10. The method of claim 9, wherein the flow rate of N-(2-ethyl-6-methylphenyl)methylimine is about 1 g / min to about 15 g / min; the flow rate of chloroacetyl chloride is about 5 g / min to about 20 g / min; the flow rate of 2-chloro-N-(chloromethyl)-N-(2-ethyl-6-methylphenyl)acetamide is about 5 g / min to 35 g / min; the flow rate of ethanol is about 1 g / min to about 15 g / min; the flow rate of the mixture of byproduct (III) and acetochlor is about 5 g / min to about 40 g / min; the flow rate of chloromethyl ethyl ether is about 0.1 g / min to 10 g / min; and the flow rate of base is about 0.5 g / min to about 15 g / min.
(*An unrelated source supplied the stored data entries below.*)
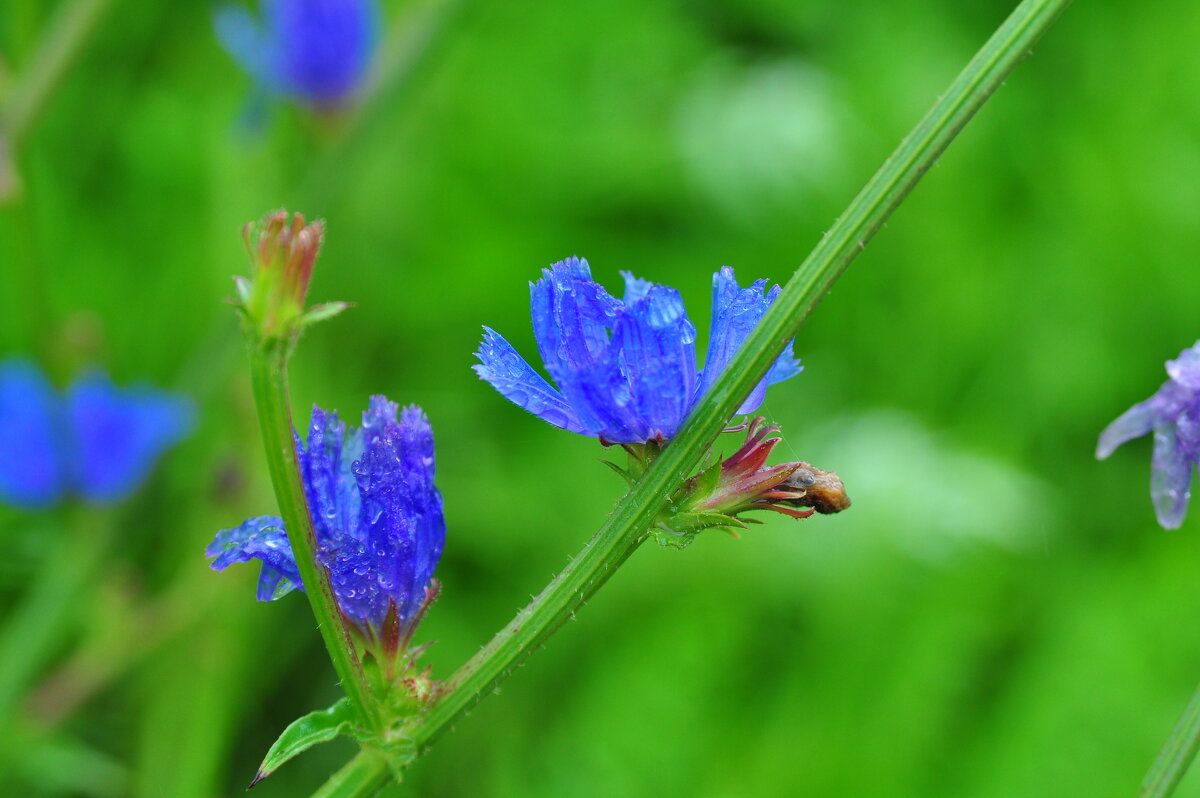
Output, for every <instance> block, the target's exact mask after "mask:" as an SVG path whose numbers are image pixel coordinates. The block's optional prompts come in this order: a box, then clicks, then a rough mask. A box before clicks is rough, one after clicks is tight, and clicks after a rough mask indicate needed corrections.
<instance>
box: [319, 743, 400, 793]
mask: <svg viewBox="0 0 1200 798" xmlns="http://www.w3.org/2000/svg"><path fill="white" fill-rule="evenodd" d="M386 780H388V763H386V762H384V761H383V760H382V758H379V757H378V756H377V755H374V754H372V752H370V751H359V754H358V756H355V757H354V758H353V760H350V761H349V762H347V763H346V764H343V766H342V768H341V769H340V770H338V772H337V773H335V774H334V775H331V776H329V780H328V781H325V784H323V785H322V786H320V790H318V791H317V792H314V793H312V798H360V797H361V796H373V794H374V793H376V791H377V790H379V786H380V785H382V784H383V782H384V781H386Z"/></svg>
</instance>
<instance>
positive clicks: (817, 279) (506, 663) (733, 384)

11. The method of claim 9, wherein the residence time of the reaction in step i, ii, or iii in the reactor is from about 5 seconds to about 5 minutes.
12. The method of claim 9, wherein the method is performed at a temperature of about 20°C to about 120°C.
13. The method of claim 9, wherein the obtained acetochlor contains less than 1% by weight of 2-chloro-N-(2-ethyl-6-methylphenyl)acetamide (III).
14. The method of claim 9, wherein the chloromethyl ethyl ether (II) used in step iii is prepared by reacting paraformaldehyde with ethanol and thionyl chloride.